Porque Pistolas —que heredó el apodo de su padre por ser el mayor varón de los 11 hermanos que son— fue ante todo un ser libre, al que jamás le importó la vida de nadie con la pretensión de que a nadie le interesara la suya, y al que le gustó vivir siempre en el filo de todas las legalidades y conveniencias sociales. Y así murió. Ayer recordaban sus amigos como él y su chiringo fueron “los únicos seres capaces de no someterse a la terrible ley antitabaco. En aquel espacio singular que regentaba en La Valcueva, a medio camino entre tasca y museo, encontrabas fumando a los clientes, en contra de todas las leyes y también al cantinero, en contra de toda razón en un enfermo como era él, víctima de cuatro cánceres seguidos contra los que luchó con una entereza inimaginable y con una decisión irrevocable de morir como vivió, al margen de todos los convencionalismos.

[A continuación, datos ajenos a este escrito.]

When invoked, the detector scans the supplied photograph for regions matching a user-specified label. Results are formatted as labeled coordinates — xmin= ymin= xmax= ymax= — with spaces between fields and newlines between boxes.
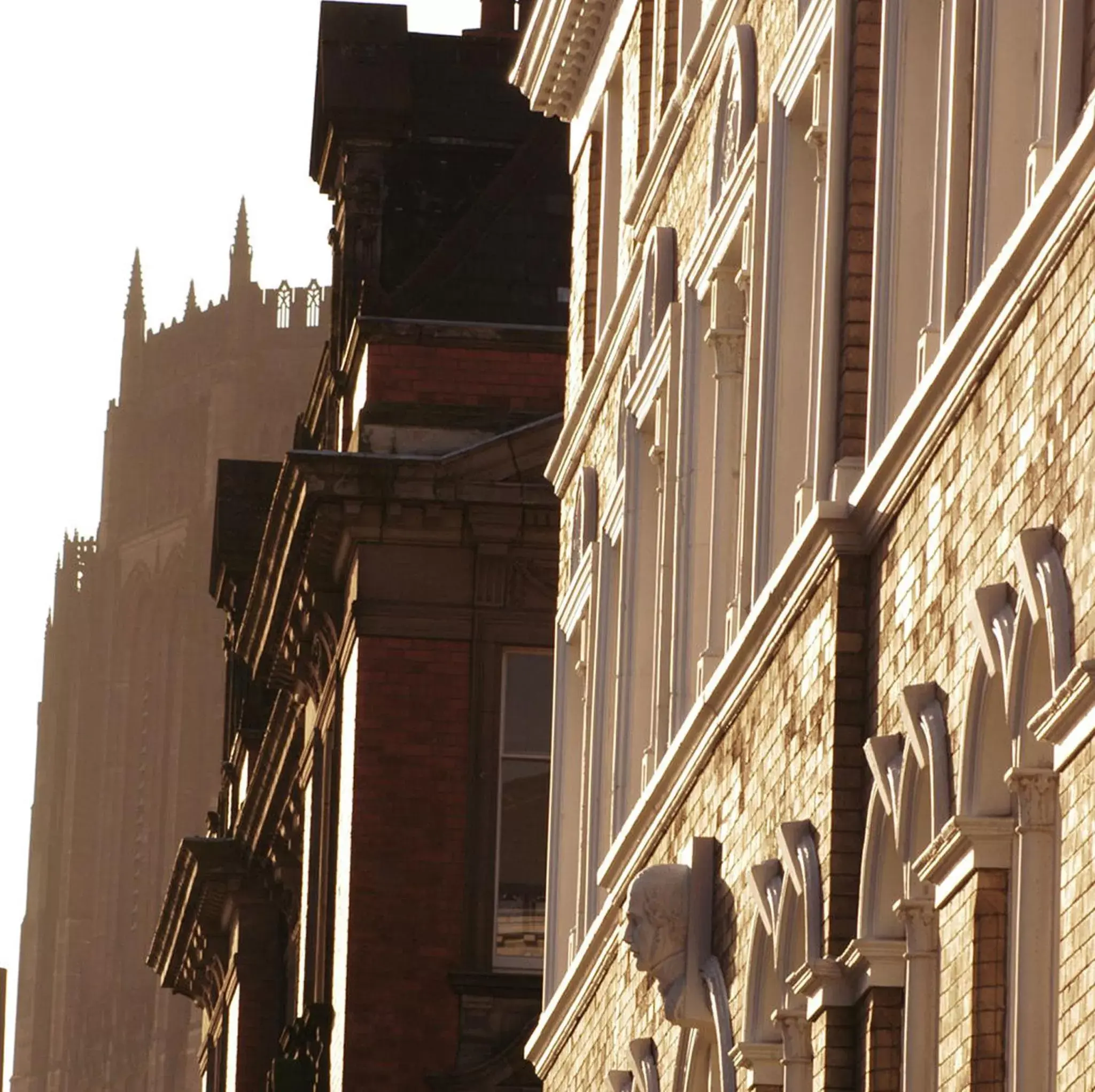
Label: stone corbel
xmin=729 ymin=1043 xmax=783 ymax=1089
xmin=912 ymin=815 xmax=1015 ymax=908
xmin=772 ymin=1009 xmax=813 ymax=1092
xmin=787 ymin=958 xmax=855 ymax=1020
xmin=703 ymin=326 xmax=745 ymax=380
xmin=1029 ymin=660 xmax=1095 ymax=770
xmin=631 ymin=1039 xmax=662 ymax=1092
xmin=837 ymin=937 xmax=904 ymax=1002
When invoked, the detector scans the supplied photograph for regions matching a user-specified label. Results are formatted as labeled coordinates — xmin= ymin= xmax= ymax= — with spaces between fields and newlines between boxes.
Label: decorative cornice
xmin=836 ymin=937 xmax=904 ymax=1001
xmin=509 ymin=0 xmax=614 ymax=121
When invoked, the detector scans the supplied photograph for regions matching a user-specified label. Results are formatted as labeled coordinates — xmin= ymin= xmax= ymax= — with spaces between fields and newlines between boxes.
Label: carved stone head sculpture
xmin=623 ymin=864 xmax=691 ymax=1020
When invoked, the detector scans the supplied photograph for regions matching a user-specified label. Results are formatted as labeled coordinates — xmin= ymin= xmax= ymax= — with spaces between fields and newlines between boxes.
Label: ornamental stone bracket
xmin=787 ymin=958 xmax=854 ymax=1020
xmin=729 ymin=1043 xmax=783 ymax=1088
xmin=608 ymin=838 xmax=734 ymax=1092
xmin=631 ymin=1039 xmax=662 ymax=1092
xmin=1029 ymin=660 xmax=1095 ymax=770
xmin=836 ymin=938 xmax=904 ymax=1003
xmin=912 ymin=815 xmax=1015 ymax=909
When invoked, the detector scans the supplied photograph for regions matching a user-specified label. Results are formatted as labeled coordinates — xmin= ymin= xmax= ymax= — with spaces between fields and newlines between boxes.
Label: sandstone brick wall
xmin=869 ymin=211 xmax=1095 ymax=770
xmin=1057 ymin=746 xmax=1095 ymax=1089
xmin=938 ymin=883 xmax=976 ymax=1092
xmin=542 ymin=573 xmax=836 ymax=1092
xmin=343 ymin=637 xmax=470 ymax=1089
xmin=564 ymin=133 xmax=597 ymax=414
xmin=543 ymin=0 xmax=1095 ymax=1092
xmin=364 ymin=344 xmax=564 ymax=414
xmin=836 ymin=0 xmax=881 ymax=458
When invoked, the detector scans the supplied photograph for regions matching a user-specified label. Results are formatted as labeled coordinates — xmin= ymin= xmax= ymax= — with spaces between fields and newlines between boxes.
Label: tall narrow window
xmin=635 ymin=0 xmax=654 ymax=171
xmin=597 ymin=68 xmax=623 ymax=333
xmin=305 ymin=280 xmax=323 ymax=326
xmin=494 ymin=649 xmax=553 ymax=970
xmin=277 ymin=281 xmax=292 ymax=329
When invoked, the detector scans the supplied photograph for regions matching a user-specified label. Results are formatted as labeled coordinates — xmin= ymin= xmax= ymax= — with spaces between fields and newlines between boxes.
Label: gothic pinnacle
xmin=126 ymin=249 xmax=144 ymax=326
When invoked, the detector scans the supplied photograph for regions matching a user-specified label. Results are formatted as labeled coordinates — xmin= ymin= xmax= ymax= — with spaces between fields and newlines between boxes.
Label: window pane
xmin=495 ymin=761 xmax=551 ymax=958
xmin=501 ymin=652 xmax=553 ymax=757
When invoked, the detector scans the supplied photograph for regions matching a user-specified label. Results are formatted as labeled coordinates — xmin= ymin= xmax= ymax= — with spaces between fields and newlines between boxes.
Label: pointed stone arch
xmin=856 ymin=775 xmax=904 ymax=941
xmin=957 ymin=583 xmax=1015 ymax=816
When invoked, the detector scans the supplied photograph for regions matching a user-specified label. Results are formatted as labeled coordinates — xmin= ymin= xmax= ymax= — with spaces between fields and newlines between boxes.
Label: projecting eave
xmin=237 ymin=414 xmax=562 ymax=681
xmin=509 ymin=0 xmax=612 ymax=121
xmin=144 ymin=837 xmax=245 ymax=1003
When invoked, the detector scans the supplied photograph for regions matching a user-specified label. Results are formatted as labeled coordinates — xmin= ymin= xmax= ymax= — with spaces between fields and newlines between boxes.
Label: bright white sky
xmin=0 ymin=0 xmax=479 ymax=1088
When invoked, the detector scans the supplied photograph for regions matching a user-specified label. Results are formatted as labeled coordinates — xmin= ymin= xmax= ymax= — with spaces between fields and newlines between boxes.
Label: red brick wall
xmin=362 ymin=345 xmax=564 ymax=412
xmin=343 ymin=637 xmax=470 ymax=1089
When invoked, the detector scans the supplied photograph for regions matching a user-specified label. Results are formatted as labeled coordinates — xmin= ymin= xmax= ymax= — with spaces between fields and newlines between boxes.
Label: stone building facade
xmin=12 ymin=204 xmax=329 ymax=1092
xmin=148 ymin=0 xmax=571 ymax=1092
xmin=512 ymin=0 xmax=1095 ymax=1092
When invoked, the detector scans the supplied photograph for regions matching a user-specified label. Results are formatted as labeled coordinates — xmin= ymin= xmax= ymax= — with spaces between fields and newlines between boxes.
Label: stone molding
xmin=1028 ymin=660 xmax=1095 ymax=771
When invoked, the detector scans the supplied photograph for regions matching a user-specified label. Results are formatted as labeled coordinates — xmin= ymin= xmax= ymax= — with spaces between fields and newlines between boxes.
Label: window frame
xmin=491 ymin=644 xmax=555 ymax=974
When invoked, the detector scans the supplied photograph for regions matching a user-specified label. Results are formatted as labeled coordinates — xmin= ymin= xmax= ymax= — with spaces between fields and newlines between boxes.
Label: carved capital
xmin=894 ymin=898 xmax=939 ymax=960
xmin=772 ymin=1009 xmax=813 ymax=1066
xmin=703 ymin=327 xmax=745 ymax=380
xmin=1004 ymin=766 xmax=1058 ymax=834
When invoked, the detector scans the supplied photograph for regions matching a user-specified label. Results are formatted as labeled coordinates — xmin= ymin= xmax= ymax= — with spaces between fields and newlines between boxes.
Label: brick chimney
xmin=479 ymin=0 xmax=514 ymax=34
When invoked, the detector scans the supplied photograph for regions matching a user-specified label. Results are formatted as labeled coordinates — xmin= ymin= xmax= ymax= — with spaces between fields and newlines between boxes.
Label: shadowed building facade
xmin=149 ymin=2 xmax=569 ymax=1092
xmin=12 ymin=202 xmax=328 ymax=1092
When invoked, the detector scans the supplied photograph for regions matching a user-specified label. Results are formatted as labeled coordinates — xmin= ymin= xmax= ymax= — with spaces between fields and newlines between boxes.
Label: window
xmin=305 ymin=280 xmax=323 ymax=326
xmin=277 ymin=281 xmax=292 ymax=329
xmin=494 ymin=649 xmax=553 ymax=970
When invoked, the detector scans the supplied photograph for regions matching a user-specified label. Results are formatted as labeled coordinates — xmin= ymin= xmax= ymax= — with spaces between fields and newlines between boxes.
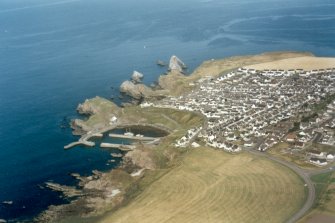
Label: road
xmin=248 ymin=150 xmax=333 ymax=223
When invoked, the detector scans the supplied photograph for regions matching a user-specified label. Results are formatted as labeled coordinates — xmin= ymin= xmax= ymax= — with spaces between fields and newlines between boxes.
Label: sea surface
xmin=0 ymin=0 xmax=335 ymax=221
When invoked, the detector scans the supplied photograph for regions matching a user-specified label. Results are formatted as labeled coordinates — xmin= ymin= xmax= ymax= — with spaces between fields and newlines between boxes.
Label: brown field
xmin=100 ymin=148 xmax=305 ymax=223
xmin=246 ymin=56 xmax=335 ymax=70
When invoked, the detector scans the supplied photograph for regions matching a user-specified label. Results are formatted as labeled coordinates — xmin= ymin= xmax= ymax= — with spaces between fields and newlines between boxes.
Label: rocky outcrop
xmin=77 ymin=99 xmax=98 ymax=115
xmin=70 ymin=119 xmax=91 ymax=136
xmin=169 ymin=55 xmax=187 ymax=72
xmin=131 ymin=70 xmax=144 ymax=84
xmin=120 ymin=81 xmax=154 ymax=100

“Yo siempre me busqué la vida”, repetía Tori para recordar su vida, desde aquel chaval de familia supernumerosa que “con 8 años ya me fui a cuidar ganado, en casa de Isidoro el de Cármenes”, hasta el que se hizo famoso en mitad de la acera de La Valcueva, sentado en aquel puesto de helados en el que había rotulado el recordado cartel de ‘Chiringo de Pistolas’. Era el lugar más parecido a un viejo rastro metido en un puesto de helados, tal vez el de la canción: “Si usted busca pilcheo, le mercamos la ja, si diquela y es mangui, le dejamos junar, si no pucha en caliente, le jamamos el biés”, en definitiva, lo imprevisible, todo y hasta un helado de chocolate.
Todavía era joven pero con mucho vivido cuando las enfermedades empezaron a golpearle con crueldad. Tuvo un cáncer de garganta, lo superó y le llegó el segundo, un golpe tan duro que le mandaron al psicólogo. “Me lo dijo muy claro, si no ocupas la cabeza te acabarás tirando al río”.
Fue increíle su reacción. Cogió un pico y una pala y se puso a hacer un mesón en los bajos de la vieja escuela, un espacio que habían utilizado para guardar el carbón, lleno de escombros. “Estuve ocho meses sin parar, mañana y tarde. Excavar y sacar, sin ayuda de nadie, sin tractor, sin nada, echaba los escombros en un cabás... “Le iba a decir yo a la psicóloga aquella si ocupaba la cabeza o no, claro que la ocupé”.
Y le arrancó a los escombros un nuevo chiringo, el mesón más singular de la comarca, en cuyas estanterías había de todo: viejos paquetes de tabaco (Celtas, Ideales...), botellas de licores ya descatalogadas y hasta una moto y una batería. “A los que vienen estresados les pongo ahí a darle al tambor hasta que se tranquilizan. Lo que falta lo hace el vino”.
En el chiringo sobrellevó sus últimos años, luchando contra cánceres sucesivos que le fueron comiendo pero jamás derrotando. Vivió como siempre lo había hecho, libre, hasta el último gramo de fuerzas que tuvo.
Pero se acabaron. El domingo se agotó y ya está excavando otro chiringo vaya usted a saber dónde. Donde pueda ser libre.